I sang to her with my arm around her. Behind her glasses, I realized that two steady streams of tears, unbroken, were pouring out. She hugged me more. When the song was over, all she said was, “That was our song. Thank you for bringing him back.”

As I write this, I’m bawling my eyes out. At that moment, I felt like a conduit. I wasn’t intruding or manipulating her. I was simply the vessel of the song, the empty space into which she could safely pour her emotions. IOW, I wasn’t crying along with her. It all happens too fast for me to get that immediately involved.

Here’s another one. A little girl. Maybe 6 or 7 or 8. She still spoke babytalk. She walked up, perfectly composed, and made a request. I didn’t quite understand. Then I heard. “New York, New York.” You want “New York, New York?” She nodded yes.

I said, “We only sing Beatles songs. So we…” Then I looked into the little girl’s eyes and just went for broke, “Start spreading the news. I’m leaving today!” I thought that’s enough. It’s sweet. Done my duty.

After a song or two, she comes back over and this time the mom, very sweet, pretty, unadorned mid-30s perhaps, says, “She wants to SING “New York New York.” and then she holds up a glass bottle with very white grainy dirt plugged with a cork. It looked like it came from an old West apothecary.
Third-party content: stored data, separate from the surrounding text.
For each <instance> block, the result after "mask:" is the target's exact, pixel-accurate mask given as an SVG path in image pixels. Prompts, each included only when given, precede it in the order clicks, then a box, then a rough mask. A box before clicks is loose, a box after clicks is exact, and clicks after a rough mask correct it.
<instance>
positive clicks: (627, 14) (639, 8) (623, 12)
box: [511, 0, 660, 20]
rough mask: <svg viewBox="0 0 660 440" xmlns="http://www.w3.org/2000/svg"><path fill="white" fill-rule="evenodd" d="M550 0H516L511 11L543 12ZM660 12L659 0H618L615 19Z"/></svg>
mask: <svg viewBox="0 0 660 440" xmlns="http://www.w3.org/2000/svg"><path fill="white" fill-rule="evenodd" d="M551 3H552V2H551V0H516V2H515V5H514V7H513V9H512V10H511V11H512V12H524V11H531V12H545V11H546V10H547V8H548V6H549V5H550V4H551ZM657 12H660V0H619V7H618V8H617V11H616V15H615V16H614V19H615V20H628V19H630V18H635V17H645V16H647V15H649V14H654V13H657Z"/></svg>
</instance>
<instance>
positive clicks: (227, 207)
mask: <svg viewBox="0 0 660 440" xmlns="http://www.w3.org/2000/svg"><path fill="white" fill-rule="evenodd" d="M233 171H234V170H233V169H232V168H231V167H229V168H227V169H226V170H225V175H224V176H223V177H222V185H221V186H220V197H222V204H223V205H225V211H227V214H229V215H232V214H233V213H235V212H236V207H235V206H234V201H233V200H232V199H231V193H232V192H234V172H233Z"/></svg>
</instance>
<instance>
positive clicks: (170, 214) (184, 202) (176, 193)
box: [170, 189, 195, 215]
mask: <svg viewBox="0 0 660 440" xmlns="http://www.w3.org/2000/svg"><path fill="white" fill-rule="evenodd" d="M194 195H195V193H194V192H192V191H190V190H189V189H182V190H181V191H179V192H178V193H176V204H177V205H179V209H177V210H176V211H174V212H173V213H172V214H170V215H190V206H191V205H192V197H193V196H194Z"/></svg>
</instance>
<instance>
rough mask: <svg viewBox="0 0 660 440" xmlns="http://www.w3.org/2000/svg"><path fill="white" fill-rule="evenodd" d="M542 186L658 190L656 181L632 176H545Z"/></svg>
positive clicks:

“These are her grandfather’s ashes and he loved New York and The Beatles. And she wanted to do this for him.”

I said, “Let’s do it.”

She climbed up onto the bench next to me in my bright pink Sgt. Pepper jacket, I held the mic to her and the tiniest voice came out.

“Baby, I'm from New York
Concrete jungle where dreams are made of
There's nothin' you can't do
Now you're in New York”

The Alicia Keyes version not the Liza Minnelli Kander & Ebb version. You should have seen my face. This tiny angelic raven-haired child singing about the concrete jungle.)

Then, as if she were being directed in a movie where she was perfectly rehearsed, she thanked me and climbed down from the bench to a massive ovation from the crowd. She barely noticed. Her mom, blushing from all the attention, leaned over and thanked me as she red-facedly followed her off.

That happened. If it were in a movie, you wouldn’t believe it.

This week I got a reliable wireless connector to the mic and suddenly I’m way more free to interact with people.

And our IMAGINE Circle is much easier because when I go around asking where everyone is from, I’m closer and can make a quick comment.

Today I started asking people, “Why did you come here? What were you looking for?”

I didn’t make them answer. But the shadow of war lingers everywhere and the peace movement feels like it’s lost its voice. Everything these days is about war. Fight to win. Fight for viewers. Fight for attention. It goes to the core of how we are being led to think.

You barely have time to loathe this week’s villain before the new one is set up for the job.

Now during Spring Break, we’re getting big groups of school kids. College and high school. For the most part, none of them know John Lennon or The Beatles. But the mosaic is on the tour route and you pass through it going to other places in the park.

What Gavin and I must look like to them. Two old guys in bright pink and blue satin military jackets, with glittering gold epaulets and fringe sitting in the sun with a guitar. We’re not really an official anything there. But Yoko wanted a living memorial with music and that’s what we do.

For the tour guide, they’re trying to keep a pace. Sometimes they ignore us because they have a speech, which they give, including the fact that it's smaller than it looks in photos. And then they say, “You have a moment for pictures.”

But this week, the first guide just turned it over to us like we were an attraction ourselves.

I just blurted out what the circle is for, to imagine a better world. I tell them how John said you have to create, in your mind, the world you want to live in. Then make that world happen. Looking into those young faces, the reality of it all smacked me in the face. I kept thinking, "Good luck, kids!"

Then I got up and led them around the circle and we sang Imagine together. It was beautiful.

I hope they’re teaching The Beatles music in schools.


I'm excited that the sun has come out. The world will be passing by us and I can't wait to meet them.